Department of Anatomy and Neurobiology, Washington University School of Medicine, St. Louis, MO 63110, USA.
Exp Brain Res. 2011 May;210(3-4):407-22. doi: 10.1007/s00221-011-2568-4. Epub 2011 Feb 4.
Research in the vestibular field has revealed the existence of a central process, called 'velocity storage', that is activated by both visual and vestibular rotation cues and is modified by gravity, but whose functional relevance during natural motion has often been questioned. In this review, we explore spatial orientation in the context of a Bayesian model of vestibular information processing. In this framework, deficiencies/ambiguities in the peripheral vestibular sensors are compensated for by central processing to more accurately estimate rotation velocity, orientation relative to gravity, and inertial motion. First, an inverse model of semicircular canal dynamics is used to reconstruct rotation velocity by integrating canal signals over time. However, its low-frequency bandwidth is limited to avoid accumulation of noise in the integrator. A second internal model uses this reconstructed rotation velocity to compute an internal estimate of tilt and inertial acceleration. The bandwidth of this second internal model is also restricted at low frequencies to avoid noise accumulation and drift of the tilt/translation estimator over time. As a result, low-frequency translation can be erroneously misinterpreted as tilt. The time constants of these two integrators (internal models) can be conceptualized as two Bayesian priors of zero rotation velocity and zero linear acceleration, respectively. The model replicates empirical observations like 'velocity storage' and 'frequency segregation' and explains spatial orientation (e.g., 'somatogravic') illusions. Importantly, the functional significance of this network, including velocity storage, is found during short-lasting, natural head movements, rather than at low frequencies with which it has been traditionally studied.

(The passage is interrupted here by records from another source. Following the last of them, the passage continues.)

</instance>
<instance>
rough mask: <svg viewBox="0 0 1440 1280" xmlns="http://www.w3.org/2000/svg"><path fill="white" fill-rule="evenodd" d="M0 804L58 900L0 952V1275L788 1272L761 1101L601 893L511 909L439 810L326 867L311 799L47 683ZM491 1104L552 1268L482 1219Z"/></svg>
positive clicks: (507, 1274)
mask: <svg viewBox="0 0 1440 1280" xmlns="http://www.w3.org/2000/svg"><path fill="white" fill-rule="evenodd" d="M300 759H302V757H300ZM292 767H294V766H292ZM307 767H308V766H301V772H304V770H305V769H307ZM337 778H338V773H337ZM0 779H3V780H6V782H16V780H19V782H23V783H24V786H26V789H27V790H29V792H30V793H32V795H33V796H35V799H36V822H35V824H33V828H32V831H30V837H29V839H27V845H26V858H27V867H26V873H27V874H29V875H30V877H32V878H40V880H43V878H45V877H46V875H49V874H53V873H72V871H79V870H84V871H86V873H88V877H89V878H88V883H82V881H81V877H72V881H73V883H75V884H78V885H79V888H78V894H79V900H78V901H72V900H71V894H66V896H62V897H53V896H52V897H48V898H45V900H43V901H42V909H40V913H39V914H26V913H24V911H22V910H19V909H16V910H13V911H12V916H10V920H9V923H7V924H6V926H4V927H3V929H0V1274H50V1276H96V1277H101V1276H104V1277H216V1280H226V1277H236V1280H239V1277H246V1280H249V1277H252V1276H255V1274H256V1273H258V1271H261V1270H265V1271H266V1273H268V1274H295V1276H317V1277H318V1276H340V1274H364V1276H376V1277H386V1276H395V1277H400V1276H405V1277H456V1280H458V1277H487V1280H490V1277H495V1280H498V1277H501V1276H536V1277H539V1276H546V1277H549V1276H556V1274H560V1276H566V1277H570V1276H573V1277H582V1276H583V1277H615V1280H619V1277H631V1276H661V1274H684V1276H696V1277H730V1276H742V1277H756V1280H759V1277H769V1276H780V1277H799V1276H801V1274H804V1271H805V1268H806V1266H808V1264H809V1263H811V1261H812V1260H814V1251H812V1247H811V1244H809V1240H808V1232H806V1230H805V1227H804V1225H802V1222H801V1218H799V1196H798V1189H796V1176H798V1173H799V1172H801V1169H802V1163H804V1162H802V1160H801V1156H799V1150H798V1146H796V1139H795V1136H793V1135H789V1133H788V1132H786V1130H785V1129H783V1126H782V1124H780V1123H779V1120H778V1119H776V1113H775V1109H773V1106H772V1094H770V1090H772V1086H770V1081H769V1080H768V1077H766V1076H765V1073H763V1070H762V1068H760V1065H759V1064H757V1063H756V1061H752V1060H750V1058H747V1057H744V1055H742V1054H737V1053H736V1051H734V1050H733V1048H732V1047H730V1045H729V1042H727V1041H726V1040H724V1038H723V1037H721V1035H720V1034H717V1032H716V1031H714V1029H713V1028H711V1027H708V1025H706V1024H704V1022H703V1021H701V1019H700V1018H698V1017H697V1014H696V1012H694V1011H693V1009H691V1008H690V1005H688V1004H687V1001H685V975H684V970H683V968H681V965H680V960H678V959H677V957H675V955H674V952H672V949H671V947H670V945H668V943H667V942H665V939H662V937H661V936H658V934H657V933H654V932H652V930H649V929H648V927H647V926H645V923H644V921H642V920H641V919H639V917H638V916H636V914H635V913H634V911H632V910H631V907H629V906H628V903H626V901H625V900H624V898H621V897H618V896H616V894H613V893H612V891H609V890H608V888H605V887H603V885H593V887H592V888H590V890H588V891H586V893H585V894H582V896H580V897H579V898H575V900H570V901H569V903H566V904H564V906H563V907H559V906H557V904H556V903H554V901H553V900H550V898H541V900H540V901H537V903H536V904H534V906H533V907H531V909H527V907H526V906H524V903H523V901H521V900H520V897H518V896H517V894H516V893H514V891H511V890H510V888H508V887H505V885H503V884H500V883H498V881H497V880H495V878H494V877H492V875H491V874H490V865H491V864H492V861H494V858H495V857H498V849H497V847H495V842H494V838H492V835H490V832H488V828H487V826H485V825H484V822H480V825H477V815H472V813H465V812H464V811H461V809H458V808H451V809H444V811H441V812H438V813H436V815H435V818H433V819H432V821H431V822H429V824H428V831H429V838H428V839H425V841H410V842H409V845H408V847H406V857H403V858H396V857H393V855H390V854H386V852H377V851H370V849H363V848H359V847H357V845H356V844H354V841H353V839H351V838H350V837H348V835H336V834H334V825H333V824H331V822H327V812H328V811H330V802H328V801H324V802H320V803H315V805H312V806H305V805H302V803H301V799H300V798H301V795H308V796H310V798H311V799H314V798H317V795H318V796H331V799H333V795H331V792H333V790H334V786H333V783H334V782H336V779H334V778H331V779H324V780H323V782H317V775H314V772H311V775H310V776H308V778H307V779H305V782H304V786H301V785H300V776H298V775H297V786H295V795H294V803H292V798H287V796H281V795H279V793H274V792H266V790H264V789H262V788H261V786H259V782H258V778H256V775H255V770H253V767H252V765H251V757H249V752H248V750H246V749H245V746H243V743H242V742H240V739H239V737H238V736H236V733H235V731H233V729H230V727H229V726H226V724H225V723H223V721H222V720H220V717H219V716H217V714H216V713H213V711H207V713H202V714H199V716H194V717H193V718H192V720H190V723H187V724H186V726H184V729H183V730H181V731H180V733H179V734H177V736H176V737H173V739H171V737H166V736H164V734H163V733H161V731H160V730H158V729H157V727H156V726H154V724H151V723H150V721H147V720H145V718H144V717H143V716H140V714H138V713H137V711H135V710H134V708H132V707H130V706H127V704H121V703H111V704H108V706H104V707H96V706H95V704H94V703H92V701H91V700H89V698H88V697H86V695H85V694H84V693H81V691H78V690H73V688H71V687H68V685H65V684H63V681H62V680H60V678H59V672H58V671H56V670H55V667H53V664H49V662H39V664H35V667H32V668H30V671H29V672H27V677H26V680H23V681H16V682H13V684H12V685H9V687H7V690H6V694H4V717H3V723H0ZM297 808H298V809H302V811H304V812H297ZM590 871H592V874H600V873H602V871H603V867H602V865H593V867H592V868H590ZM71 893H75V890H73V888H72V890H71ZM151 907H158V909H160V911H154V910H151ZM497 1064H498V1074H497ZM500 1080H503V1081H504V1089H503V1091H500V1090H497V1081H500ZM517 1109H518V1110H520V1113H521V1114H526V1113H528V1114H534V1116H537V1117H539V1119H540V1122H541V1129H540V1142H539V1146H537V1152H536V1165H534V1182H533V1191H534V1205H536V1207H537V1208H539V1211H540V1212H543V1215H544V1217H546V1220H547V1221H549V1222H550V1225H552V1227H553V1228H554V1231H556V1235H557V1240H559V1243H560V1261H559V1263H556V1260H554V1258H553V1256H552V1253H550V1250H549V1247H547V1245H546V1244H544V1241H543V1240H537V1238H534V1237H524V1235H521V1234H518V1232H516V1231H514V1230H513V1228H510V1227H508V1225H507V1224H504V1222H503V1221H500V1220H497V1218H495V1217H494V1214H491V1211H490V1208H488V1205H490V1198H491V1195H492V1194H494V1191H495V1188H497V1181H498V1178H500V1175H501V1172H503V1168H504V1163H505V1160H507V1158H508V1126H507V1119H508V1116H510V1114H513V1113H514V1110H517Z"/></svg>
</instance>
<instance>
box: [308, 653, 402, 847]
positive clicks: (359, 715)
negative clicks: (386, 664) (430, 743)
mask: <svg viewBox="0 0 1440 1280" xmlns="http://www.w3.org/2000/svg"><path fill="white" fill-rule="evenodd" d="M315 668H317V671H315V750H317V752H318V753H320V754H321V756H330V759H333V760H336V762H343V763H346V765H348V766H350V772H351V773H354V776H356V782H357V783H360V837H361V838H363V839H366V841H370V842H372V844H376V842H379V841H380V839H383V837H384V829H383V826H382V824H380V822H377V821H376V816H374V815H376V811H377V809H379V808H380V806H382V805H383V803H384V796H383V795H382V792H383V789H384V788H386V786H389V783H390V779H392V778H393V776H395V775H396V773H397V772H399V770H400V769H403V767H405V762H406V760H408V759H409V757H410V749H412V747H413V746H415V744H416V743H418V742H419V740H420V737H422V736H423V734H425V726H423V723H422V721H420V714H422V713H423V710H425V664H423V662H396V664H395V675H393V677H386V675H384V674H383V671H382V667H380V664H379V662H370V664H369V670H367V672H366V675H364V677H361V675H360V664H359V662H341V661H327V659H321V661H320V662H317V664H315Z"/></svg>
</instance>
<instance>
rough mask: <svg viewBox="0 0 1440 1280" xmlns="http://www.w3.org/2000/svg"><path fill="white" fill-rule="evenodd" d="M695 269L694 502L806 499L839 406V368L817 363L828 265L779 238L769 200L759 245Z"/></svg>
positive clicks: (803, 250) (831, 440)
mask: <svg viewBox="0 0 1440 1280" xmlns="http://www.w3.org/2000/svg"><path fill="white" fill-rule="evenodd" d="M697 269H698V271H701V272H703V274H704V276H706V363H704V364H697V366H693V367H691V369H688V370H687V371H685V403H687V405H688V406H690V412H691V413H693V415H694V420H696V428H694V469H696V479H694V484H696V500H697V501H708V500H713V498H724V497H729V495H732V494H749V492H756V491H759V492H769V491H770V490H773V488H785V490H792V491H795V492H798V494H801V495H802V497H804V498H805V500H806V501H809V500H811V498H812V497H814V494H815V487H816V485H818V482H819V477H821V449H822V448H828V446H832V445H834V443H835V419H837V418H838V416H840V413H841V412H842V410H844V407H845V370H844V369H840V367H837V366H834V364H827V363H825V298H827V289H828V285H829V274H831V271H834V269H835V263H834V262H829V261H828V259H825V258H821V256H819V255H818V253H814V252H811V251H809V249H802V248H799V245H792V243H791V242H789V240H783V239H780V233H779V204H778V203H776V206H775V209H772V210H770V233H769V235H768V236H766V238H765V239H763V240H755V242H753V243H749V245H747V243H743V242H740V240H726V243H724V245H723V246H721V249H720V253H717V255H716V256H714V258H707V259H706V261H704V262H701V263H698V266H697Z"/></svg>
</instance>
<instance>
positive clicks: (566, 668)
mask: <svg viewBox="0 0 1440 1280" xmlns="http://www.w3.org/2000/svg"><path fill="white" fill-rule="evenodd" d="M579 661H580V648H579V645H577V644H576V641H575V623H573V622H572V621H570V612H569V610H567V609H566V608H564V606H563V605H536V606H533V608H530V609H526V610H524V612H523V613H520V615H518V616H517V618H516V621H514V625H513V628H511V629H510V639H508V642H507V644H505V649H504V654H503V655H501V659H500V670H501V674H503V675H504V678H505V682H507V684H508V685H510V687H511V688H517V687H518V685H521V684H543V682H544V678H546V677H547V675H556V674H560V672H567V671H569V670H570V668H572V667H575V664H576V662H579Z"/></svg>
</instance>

前庭领域的研究揭示了一种中央过程的存在,称为“速度存储”,它既可以被视觉和前庭旋转线索激活,也可以被重力改变,但它在自然运动中的功能相关性经常受到质疑。在这篇综述中,我们在前庭信息处理的贝叶斯模型的背景下探讨了空间定向。在这个框架中,通过中央处理来补偿外周前庭传感器的缺陷/歧义,以更准确地估计旋转速度、相对于重力的方向和惯性运动。首先,使用半规管动力学的逆模型通过随时间对通道信号进行积分来重建旋转速度。然而,它的低频带宽受到限制,以避免积分器中噪声的积累。第二个内部模型使用这个重建的旋转速度来计算倾斜和惯性加速度的内部估计。这个第二个内部模型的带宽也在低频受到限制,以避免噪声积累和倾斜/平移估计器随时间的漂移。因此,低频平移可能会被错误地误解为倾斜。这两个积分器(内部模型)的时间常数可以分别被概念化为零旋转速度和零线性加速度的两个贝叶斯先验。该模型复制了经验观察,如“速度存储”和“频率分离”,并解释了空间定向(例如,“体感重力”)错觉。重要的是,这个网络的功能意义,包括速度存储,是在短暂的、自然的头部运动中发现的,而不是在传统上研究的低频范围内。